Instantly, they’re selling the dream (literally) plus offering an incredible discount. Win/win, surely?

Big, bold text highlighting the offer gives the potential customer a good reason to scroll down and find out more. And the simple, bold white-on-black color scheme really makes the message pop out.    

Selling dreams on landing pages can improve conversions

In fact, in contrast to the dropshipping landing pages, Shopify has gone very simple here. They also offer another e-commerce landing page here.   

A great example of a landing page from Shopify

That’s it. That’s the landing page.

Sometimes simple is best.

Running an A/B test

When setting up a landing page, finding the most effective landing pages for your audience isn’t always going to happen instantly. This is where A/B testing, or split testing, comes in. 

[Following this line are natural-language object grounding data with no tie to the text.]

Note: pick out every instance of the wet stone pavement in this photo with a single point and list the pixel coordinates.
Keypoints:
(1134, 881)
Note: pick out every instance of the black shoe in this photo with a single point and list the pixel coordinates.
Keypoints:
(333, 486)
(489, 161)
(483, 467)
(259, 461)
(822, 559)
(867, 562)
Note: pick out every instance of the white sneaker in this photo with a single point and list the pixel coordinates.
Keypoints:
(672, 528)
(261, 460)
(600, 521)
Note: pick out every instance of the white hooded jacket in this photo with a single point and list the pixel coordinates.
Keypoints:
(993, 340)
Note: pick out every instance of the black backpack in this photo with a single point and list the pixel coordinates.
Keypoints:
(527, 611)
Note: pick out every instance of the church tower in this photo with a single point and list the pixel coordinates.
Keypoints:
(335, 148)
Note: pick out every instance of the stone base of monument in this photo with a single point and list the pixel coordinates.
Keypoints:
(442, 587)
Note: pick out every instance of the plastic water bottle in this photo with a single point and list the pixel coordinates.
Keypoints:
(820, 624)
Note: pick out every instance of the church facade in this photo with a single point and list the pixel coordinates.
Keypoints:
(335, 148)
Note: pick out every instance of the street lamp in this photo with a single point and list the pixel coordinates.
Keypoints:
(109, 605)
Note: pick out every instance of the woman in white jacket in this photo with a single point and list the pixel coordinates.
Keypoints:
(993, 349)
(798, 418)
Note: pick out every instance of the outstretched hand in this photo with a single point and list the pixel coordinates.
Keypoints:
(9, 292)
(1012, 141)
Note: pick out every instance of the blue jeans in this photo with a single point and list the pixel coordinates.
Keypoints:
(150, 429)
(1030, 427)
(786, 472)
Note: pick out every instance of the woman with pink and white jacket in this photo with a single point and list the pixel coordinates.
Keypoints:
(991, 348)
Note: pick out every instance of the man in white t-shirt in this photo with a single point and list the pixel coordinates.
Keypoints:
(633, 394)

If you’re not already in the know, split testing or A/B testing is where you run two (or more) versions of your landing pages as part of the same campaign. 

By doing this, you can work out which page gets the best engagement, lowest bounce rate, and highest number of conversions. In short, improving your landing page conversion rates is a case of trial and error.       

The results of your landing page split tests can make a huge difference to future campaigns and help you create more effective landing pages.  

There is a whole world of running split testing for landing pages – you can check out this guide from Hubspot

Optimizing your traffic 

In the world of paid ads, the issue of click fraud remains a constant thorn in the side of marketers and business owners.  

Invalid traffic drains, on average, 14% of Google Ad budgets. This includes bots, competitors, and click farms – making protecting against click fraud a key part of the strategy for the average digital marketer.

Read more about click fraud in our guide.

Whatever campaign you’re running online, improving your traffic quality can help you improve conversion rates and save money.